Campaign Trail is our analysis of some of the best new creative efforts from the marketing world. View past columns in the archives here.

For decades, “do it yourself” has been adopted by a wide range of people, whether around home improvement, underground punk or hacker-inspired maker culture, and has become even more ubiquitous in the era of YouTube tutorials and TikTok tips.

Kayak is swimming against that current in its latest campaign, which has the simple, straightforward title, “Don’t Do It Yourself.” A trio of ads focus on absurd scenarios that demonstrate the limits of DIY endeavors, from a man who fishes by hand in a mall fountain to a woman who stuffs her clothes with hay, props herself up on a post and acts as her own scarecrow.

For the travel search engine and its creative agency, Supernatural, the campaign serves as an opportunity to remind consumers that they don’t have to use hundreds of separate travel sites when planning and booking travel — a value proposition that remains at the center of its marketing.
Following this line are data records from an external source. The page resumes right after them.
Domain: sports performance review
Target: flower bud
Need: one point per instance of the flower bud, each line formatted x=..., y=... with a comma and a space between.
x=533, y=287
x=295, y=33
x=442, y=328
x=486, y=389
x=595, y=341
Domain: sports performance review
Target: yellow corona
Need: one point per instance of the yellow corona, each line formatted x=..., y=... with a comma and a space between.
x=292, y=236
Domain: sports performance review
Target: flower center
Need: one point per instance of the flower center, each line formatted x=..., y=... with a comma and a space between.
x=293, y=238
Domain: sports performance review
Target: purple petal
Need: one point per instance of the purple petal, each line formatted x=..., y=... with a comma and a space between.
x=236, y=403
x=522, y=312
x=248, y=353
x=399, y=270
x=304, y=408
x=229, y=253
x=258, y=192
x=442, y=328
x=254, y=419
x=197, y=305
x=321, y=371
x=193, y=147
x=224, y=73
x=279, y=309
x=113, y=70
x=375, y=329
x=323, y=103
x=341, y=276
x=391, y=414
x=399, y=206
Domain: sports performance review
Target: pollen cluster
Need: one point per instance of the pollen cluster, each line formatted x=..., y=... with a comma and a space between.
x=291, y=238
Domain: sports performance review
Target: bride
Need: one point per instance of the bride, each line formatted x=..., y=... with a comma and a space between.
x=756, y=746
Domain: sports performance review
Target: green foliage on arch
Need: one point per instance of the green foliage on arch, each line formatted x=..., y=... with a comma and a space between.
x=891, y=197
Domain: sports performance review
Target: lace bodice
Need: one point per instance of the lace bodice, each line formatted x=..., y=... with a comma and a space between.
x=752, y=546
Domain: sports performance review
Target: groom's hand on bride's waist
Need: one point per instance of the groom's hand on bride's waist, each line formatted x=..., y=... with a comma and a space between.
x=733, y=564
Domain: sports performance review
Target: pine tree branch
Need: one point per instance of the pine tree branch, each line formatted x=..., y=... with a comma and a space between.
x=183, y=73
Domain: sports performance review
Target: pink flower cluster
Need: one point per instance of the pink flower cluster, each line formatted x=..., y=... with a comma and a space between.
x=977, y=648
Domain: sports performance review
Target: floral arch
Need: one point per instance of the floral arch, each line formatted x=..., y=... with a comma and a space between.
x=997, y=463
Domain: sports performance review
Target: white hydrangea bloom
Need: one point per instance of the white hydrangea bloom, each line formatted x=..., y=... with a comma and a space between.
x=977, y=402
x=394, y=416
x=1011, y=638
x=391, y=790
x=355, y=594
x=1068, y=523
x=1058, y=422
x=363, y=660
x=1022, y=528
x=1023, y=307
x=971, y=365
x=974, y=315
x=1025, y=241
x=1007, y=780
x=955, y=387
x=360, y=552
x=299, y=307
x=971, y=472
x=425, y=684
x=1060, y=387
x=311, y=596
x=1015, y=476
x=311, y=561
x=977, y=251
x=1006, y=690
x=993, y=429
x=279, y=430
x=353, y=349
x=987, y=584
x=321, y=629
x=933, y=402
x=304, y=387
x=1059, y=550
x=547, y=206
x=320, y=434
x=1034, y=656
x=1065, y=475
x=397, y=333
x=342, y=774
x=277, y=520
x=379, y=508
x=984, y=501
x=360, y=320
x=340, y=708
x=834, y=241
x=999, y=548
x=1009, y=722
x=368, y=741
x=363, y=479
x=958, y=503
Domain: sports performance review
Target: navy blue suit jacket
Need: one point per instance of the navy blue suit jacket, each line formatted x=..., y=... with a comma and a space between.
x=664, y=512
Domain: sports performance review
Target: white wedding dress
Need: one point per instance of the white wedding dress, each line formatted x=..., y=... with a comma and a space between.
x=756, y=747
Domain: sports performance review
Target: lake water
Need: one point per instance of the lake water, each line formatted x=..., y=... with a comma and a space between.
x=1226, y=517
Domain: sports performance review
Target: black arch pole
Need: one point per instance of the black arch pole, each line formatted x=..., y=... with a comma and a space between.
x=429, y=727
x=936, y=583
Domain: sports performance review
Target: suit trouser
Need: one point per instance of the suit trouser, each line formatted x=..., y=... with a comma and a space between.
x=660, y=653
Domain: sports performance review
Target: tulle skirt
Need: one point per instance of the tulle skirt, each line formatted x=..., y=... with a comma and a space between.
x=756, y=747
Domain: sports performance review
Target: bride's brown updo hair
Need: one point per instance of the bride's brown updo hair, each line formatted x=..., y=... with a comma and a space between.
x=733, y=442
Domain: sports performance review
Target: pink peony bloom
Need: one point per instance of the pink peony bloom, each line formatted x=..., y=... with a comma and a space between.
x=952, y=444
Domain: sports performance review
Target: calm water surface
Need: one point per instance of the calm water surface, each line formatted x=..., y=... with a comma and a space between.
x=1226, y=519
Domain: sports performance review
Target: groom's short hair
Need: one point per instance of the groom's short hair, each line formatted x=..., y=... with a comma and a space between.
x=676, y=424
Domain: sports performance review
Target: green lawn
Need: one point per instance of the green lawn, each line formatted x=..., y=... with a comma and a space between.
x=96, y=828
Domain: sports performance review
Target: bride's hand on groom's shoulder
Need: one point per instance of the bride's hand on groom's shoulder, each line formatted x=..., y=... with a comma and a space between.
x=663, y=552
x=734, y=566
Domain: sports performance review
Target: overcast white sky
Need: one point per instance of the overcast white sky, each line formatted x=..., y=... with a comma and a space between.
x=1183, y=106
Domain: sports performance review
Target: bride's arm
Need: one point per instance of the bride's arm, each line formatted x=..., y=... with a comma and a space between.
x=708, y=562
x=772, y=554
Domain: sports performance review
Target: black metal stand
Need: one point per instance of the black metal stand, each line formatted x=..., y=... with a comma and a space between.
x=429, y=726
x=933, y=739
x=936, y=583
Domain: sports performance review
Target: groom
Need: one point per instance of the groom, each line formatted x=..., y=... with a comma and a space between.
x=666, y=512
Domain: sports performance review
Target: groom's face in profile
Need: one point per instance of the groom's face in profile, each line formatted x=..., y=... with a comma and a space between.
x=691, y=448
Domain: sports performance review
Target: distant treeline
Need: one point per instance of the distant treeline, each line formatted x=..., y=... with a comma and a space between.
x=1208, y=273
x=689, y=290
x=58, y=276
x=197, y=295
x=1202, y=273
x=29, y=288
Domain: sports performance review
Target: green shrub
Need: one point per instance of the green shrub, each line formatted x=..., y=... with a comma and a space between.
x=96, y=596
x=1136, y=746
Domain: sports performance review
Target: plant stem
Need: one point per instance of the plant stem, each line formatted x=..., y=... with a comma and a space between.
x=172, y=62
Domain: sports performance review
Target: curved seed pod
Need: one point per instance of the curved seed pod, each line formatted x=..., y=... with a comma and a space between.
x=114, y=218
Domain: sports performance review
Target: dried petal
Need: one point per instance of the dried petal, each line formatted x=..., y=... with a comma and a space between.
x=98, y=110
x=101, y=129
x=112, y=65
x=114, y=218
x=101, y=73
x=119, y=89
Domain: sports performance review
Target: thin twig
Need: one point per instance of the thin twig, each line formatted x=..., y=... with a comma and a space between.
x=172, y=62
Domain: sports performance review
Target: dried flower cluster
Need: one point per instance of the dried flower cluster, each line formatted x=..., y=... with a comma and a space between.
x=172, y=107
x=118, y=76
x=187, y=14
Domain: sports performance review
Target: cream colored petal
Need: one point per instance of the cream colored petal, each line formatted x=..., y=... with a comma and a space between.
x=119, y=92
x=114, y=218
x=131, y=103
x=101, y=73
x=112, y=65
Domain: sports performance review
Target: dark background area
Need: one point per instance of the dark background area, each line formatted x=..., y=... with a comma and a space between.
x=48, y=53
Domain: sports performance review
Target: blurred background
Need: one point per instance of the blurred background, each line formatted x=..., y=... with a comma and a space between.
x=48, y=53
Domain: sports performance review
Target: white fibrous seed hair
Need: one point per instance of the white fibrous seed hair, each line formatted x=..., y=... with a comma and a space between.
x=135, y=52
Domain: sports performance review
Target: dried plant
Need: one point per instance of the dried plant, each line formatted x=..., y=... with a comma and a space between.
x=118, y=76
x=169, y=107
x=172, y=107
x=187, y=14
“Kayak is a little bit different than some of our other clients in that strategy never changes,” said Supernatural co-founder Paul Caiozzo. “We’ve moved the audience and we’ve talked to different people, we’ve changed the style of comedy, we change the insight every new campaign, but that core strategy remains the same.”

The humor of the campaign is at its weirdest in perhaps the most off-putting on the spots, in which a man lies supine on the floor, vacuuming popcorn — and more — by mouth, proclaiming, “No machine is better than me.” That dialogue actually speaks to the insight around the campaign: consumers are still searching more than a dozen travel sites before they book, despite Kayak being a market leader since its founding in 2004.

“What people are doing is they’re searching Kayak, and then they’re individually going to all the sites Kayak has already searched,” Caiozzo said. “We’re just trying to communicate to people to stop trying to do it themselves. They don’t have to — the computer is infallible.”

Despite the outsized scenarios in the campaign’s ads, the intention wasn’t humor for humor’s sake, but for consumers to see themselves and their own (perhaps unnecessary) DIY obsessions. But the relationship between Supernatural and Kayak allows for creative infused with weird humor and off-center tones that might not work for all brands.

“We aren’t fighting them on creating attention-getting work,” the executive said. “They come to the table with that, and they know the process. They push us, we push ourselves and we’ll do 50, 60, 70 scripts to get to that one.”

AI is a tool — not magic

Along with its creative know-how, Supernatural uses an artificial intelligence (AI) platform, Merlyn, to glean insights from its own consumer data when formulating campaigns. For “Don’t Do It Yourself,” AI was used nearly every step of the way, to gather insights about the audience and category and to generate images during the creative process. Because the campaign had so many scripts, Supernatural built a storyboard machine that generated fully fleshed-out storyboards based on scripts. 

But despite how ingrained AI is into Supernatural’s process, Caiozzo believes the technology should be “completely invisible” and downplays the game-changing abilities that have come amid hype around generative AI.

“Is [our use of AI] going to change the world? Is that going to bring clients to us? No, I don’t think so,” the executive said. “But it’s been amazing to visualize scripts and to see what things are going to be without having to hire a storyboard artist… I don’t think that means that it’s the elimination of people in the process. AI is not magic — it’s just people using different tools.”

Despite the use of cutting-edge AI technology, the biggest factor behind the creation of the “Don’t Do It Yourself” campaign was having a team, from client to agency to editor to colorists to sound mixers, that has worked on Kayak ads together for years.

“That makes just as much a difference in creative, if not more, than blistering new technology, which is also helping for sure,” Caiozzo said. “Everyone’s rushing to see how soon AI can replace all of us, but I would put just as much emphasis on a tight team who trust each other and have a lot of experience together as I would this technology.”